Transisi Energi Akan Bermakna Jika Libatkan Masyarakat Sebagai Produsen
- Inhabitat
Jakarta – Direktur Program dan Pengembangan The Habibie Center Julia Novrita angkat bicara mengenai pertemuan masyarakat sipil pada 12 Juni 2023 lalu di Jakarta oleh Sekretariat Just Energy Transition Partnership (JETP) Indonesia tentang usaha percepatan transisi energi Indonesia.
“Konsep pemerintah berangkat dari target-target yang ingin dicapai, yang sangat berfokus pada Net Zero Emission (NZE), bukan pada bagaimana demokratisasi ekonomi bisa diaplikasikan,” ujar Julia, Sabtu 24 juni 2023.
Harusnya, kata dia, prinsip demokratisasi ekonomi ini didahulukan, targetnya disusun bersama masyarakat dengan target NZE sebagai referensi karena itu mengacu pada target global.
“Pendekatannya pun dikhawatirkan akan sangat top-down, tidak ada pergeseran relasi kuasa yang salah satunya akan memungkinkan serikat buruh menjadi produsen energi atau masyarakat secara umum menjadi ‘petani’ energi.

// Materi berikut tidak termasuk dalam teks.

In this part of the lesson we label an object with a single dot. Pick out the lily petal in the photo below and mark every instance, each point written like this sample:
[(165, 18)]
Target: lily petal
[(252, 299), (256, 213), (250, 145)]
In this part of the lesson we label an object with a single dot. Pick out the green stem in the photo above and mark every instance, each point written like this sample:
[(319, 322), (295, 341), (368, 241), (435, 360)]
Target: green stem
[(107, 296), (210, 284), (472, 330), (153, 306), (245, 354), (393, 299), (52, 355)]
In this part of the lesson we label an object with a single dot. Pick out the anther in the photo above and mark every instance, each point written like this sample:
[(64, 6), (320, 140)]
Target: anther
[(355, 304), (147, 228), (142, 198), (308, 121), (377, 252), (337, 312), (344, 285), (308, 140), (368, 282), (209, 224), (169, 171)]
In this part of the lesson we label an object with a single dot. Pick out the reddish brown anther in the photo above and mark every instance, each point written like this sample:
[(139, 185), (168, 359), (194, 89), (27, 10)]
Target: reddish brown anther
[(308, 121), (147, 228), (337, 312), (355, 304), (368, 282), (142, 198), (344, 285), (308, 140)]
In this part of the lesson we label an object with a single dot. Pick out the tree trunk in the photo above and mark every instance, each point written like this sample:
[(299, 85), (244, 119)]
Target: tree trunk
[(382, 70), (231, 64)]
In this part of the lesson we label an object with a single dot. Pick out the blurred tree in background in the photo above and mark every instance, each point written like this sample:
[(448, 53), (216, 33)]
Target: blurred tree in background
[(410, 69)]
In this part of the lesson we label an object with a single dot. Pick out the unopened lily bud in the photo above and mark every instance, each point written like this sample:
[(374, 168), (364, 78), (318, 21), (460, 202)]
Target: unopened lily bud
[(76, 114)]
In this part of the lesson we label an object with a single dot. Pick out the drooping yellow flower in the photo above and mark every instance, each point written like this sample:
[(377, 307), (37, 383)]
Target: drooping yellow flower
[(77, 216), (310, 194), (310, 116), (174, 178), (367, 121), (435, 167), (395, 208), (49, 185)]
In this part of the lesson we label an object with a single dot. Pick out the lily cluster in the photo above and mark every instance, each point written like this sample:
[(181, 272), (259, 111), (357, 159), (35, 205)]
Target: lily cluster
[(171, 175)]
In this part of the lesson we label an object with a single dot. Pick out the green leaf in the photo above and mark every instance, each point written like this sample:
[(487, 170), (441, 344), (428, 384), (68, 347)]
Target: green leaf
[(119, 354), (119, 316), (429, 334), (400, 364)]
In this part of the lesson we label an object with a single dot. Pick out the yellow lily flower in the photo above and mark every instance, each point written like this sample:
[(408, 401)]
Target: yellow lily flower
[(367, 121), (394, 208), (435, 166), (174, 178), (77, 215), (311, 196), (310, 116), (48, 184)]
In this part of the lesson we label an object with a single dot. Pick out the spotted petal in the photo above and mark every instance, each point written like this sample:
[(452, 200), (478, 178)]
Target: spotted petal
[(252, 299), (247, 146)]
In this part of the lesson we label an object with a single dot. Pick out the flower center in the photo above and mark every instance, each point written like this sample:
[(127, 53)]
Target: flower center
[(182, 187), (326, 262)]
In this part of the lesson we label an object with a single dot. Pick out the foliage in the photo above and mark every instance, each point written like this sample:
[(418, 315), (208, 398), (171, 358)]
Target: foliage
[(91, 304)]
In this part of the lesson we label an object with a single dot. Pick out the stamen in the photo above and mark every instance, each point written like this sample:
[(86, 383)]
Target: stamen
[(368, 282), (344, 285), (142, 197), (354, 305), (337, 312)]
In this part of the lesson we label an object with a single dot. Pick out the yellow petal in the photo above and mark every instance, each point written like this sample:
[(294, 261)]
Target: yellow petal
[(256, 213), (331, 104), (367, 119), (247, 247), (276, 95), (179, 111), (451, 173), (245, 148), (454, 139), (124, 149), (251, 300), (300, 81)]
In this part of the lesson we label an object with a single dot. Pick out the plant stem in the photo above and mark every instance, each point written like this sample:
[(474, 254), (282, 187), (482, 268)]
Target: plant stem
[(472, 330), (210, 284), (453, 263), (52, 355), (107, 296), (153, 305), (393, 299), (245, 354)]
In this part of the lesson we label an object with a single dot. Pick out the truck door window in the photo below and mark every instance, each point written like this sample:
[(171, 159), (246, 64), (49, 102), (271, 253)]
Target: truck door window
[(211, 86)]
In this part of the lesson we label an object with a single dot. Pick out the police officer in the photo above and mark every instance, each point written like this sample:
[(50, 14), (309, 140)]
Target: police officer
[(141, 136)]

Keadilan tidak mungkin tercapai tanpa perbaikan sistem, tanpa perubahan pada relasi kuasa” ujar Julia.
Masukan penting lainnya sebagai konsekuensi dari energi yang berpusat pada rakyat dan lingkungan adalah desentralisasi energi dan dukungan bagi pengembangan energi terbarukan berbasis masyarakat.
Dalam konteks JETP, sayangnya tidak ada kepastian dukungan bagi pengembangan energi terbarukan berbasis masyarakat dan bahwa transisi dalam perspektif JETP hanya berfokus pada infrastruktur skala besar dan akhirnya bersifat terpusat.
“Selama perspektif transisi energi Indonesia, termasuk dalam skema JETP, hanya mengakomodir proyek-proyek skala besar, maka prinsip keadilannya akan semakin tersingkirkan. Transisi energi berkeadilan akan lebih bermakna jika menempatkan masyarakat tidak hanya sebagai konsumen namun juga produsen energi,” kata Jeri Asmoro, Pengkampanye dari 350.0rg Indonesia.
Jeri menyebut, hal tersebut bisa tercapai dengan memasukkan sistem desentralisasi energi dalam perencanaannya, melibatkan masyarakat lokal sebagai mitra yang strategis dalam transisi energi, dan menempatkan produksi energi terbarukan lebih dekat ke tempat konsumsi energi.
Kelima area fokus investasi beserta jenis proyek-proyeknya dalam skema JETP mempunyai risiko lingkungan, sosial, dan ekonomi dengan dampak yang luas dan panjang. Dampak negatif di banyak area fokus investasi telah terjadi, mengingat banyak proyek yang relevan dengan area fokus investasi tersebut sebenarnya tengah berlangsung.
Hal tersebut seharusnya menjadi pembelajaran dalam penyusunan rencana. Pendekatan kehati-hatian dan pencegahan menjadi sangat penting untuk digunakan. Beragam masukan terkait intervensi kebijakan dan perbaikan tata kelola telah diberikan oleh masyarakat sipil dalam pertemuan tersebut.
Di tengah urgensi krisis iklim yang semakin intens, intervensi kebijakan dan perbaikan tata kelola yang bersifat transformatif, dengan konsultasi dan partisipasi publik yang bermakna dan lebih luas serta transparan harus menjadi prioritas.
“Kita harus bertransisi dari pola penyediaan energi yang ekstraktif, eksploitatif, dan sentralistik menjadi regeneratif dan demokratis yang berpihak kepada masyarakat dan lingkungan hidup yang adil dan berkelanjutan. Transisi energi juga harus disertai dengan transformasi tata kelola dan kelembagaan dengan aksi yang sejalan dengan Persetujuan Paris untuk mencegah kenaikan temperatur rata-rata global maksimum 1,5°C” Tutup Beyrra Triasdian, Program Manager Trend Asia,” kata dia.
“Sangatlah penting bagi para penyusun skema transisi energi Indonesia seperti Sekretariat JETP untuk mengenali dan memahami realita yang terjadi di lapangan. Transparansi informasi yang radikal, termasuk dokumen perencanaan kebijakan investasi komprehensif, seharusnya sedari awal dapat diakses dengan mudah, cuma-cuma, dan dapat diberikan masukan oleh publik luas dalam kerangka partisipasi publik yang bermakna. Tanpa diawali dengan transparansi yang radikal, kata Just atau Adil dalam JETP, hanya akan menjadi pemanis dari transisi yang tidak akan berkelanjutan,” ucap dia.